Nelle tre aree l’uso dell’Ai tra micro, piccole e medie imprese è passato da una quota ben sotto il 10% a una superiore a un terzo delle aziende, e molte altre ne valutano l’adozione. Quasi il 60% degli imprenditori ha un’opinione positiva dell’Ai, dato anch’esso in crescita, con punte positive fra gli under 30. Sul fronte dei benefici, il risparmio di tempo è indicato come principale vantaggio dall’83,1% delle imprese, seguito da riduzione degli errori, eliminazione delle attività ripetitive e aumento della competitività, indicato da circa un’impresa su quattro. Per una quota significativa di aziende, soprattutto nel manifatturiero, l’Ai è già associata anche a innovazioni di prodotto e di processo. In entrambe le aree il principale freno è la difficoltà a comprendere le applicazioni concrete dell’Ai – oltre la metà del campione lo lamenta – seguita dalla carenza di competenze interne.

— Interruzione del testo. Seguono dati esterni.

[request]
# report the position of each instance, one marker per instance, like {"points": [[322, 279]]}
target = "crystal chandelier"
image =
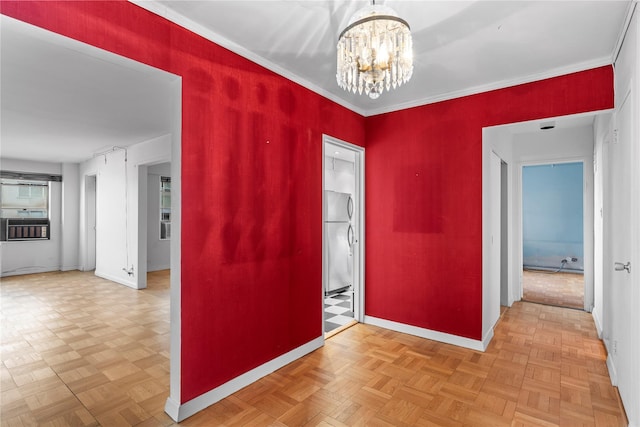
{"points": [[374, 51]]}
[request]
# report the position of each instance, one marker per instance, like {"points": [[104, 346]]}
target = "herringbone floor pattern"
{"points": [[77, 350]]}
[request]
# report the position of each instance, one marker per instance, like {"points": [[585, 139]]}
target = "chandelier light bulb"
{"points": [[374, 52]]}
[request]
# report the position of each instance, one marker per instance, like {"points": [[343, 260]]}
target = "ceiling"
{"points": [[63, 100], [460, 47]]}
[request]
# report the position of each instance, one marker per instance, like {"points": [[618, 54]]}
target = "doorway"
{"points": [[90, 186], [343, 246], [553, 234]]}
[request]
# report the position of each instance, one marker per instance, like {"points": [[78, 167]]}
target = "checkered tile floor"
{"points": [[337, 310]]}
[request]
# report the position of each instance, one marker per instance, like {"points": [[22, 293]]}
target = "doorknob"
{"points": [[620, 266]]}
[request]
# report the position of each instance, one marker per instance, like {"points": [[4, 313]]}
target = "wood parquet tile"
{"points": [[81, 351], [561, 289]]}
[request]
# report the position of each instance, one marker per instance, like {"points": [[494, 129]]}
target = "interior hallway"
{"points": [[561, 289], [79, 350]]}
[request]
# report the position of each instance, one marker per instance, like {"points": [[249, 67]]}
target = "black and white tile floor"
{"points": [[337, 310]]}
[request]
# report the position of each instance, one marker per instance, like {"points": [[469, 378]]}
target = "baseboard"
{"points": [[180, 412], [612, 371], [28, 270], [430, 334], [596, 320], [116, 279]]}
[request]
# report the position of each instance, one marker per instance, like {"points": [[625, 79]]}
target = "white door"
{"points": [[622, 273]]}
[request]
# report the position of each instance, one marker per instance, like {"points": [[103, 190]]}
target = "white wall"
{"points": [[70, 216], [25, 257], [158, 251], [621, 317], [496, 140], [120, 199], [602, 136]]}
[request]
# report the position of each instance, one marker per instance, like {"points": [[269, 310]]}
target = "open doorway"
{"points": [[553, 234], [559, 140], [90, 186], [343, 220]]}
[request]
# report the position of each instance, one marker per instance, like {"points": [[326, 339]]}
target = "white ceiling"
{"points": [[63, 100], [460, 47]]}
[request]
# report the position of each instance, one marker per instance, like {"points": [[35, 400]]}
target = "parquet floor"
{"points": [[80, 351], [561, 289]]}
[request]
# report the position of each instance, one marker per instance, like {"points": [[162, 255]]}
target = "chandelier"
{"points": [[374, 51]]}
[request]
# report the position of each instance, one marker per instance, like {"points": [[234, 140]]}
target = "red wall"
{"points": [[251, 187], [251, 210], [424, 197]]}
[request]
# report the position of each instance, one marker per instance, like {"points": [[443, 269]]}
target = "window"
{"points": [[22, 199], [165, 208], [24, 209]]}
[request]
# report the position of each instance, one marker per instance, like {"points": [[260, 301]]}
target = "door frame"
{"points": [[359, 198], [588, 259], [91, 213]]}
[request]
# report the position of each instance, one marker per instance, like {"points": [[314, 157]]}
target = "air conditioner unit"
{"points": [[24, 229]]}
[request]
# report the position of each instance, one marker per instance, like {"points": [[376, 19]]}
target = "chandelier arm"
{"points": [[374, 18]]}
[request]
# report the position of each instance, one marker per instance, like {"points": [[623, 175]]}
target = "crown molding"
{"points": [[500, 84]]}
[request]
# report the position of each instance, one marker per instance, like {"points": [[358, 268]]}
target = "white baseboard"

“L’utilizzo dell’intelligenza artificiale si sta diffondendo a grande velocità – afferma il presidente nazionale di Cna, Dario Costantini – a conferma dell’apertura delle nostre imprese nei confronti delle nuove tecnologie. Oltre una su tre la sta utilizzando e un altro 15% ne sta valutando l’adozione e anche gli imprenditori più anziani hanno un orientamento positivo”. Lorenzo Cei, direttore generale di Cna Firenze Metropolitana, sottolinea che “nelle micro e piccole imprese l’intelligenza artificiale non serve a fare innovazione di facciata, ma a risolvere problemi concreti: risparmiare tempo, ridurre gli errori, rispondere più velocemente ai clienti”. Per Elisa Bologni, presidente Informatici Cna Toscana Centro, “l’indagine conferma un cambiamento culturale ormai evidente: le Pmi guardano all’Ai con interesse e concretezza e sono pronte al salto tecnologico, ma chiedono una guida sicura”. (lt)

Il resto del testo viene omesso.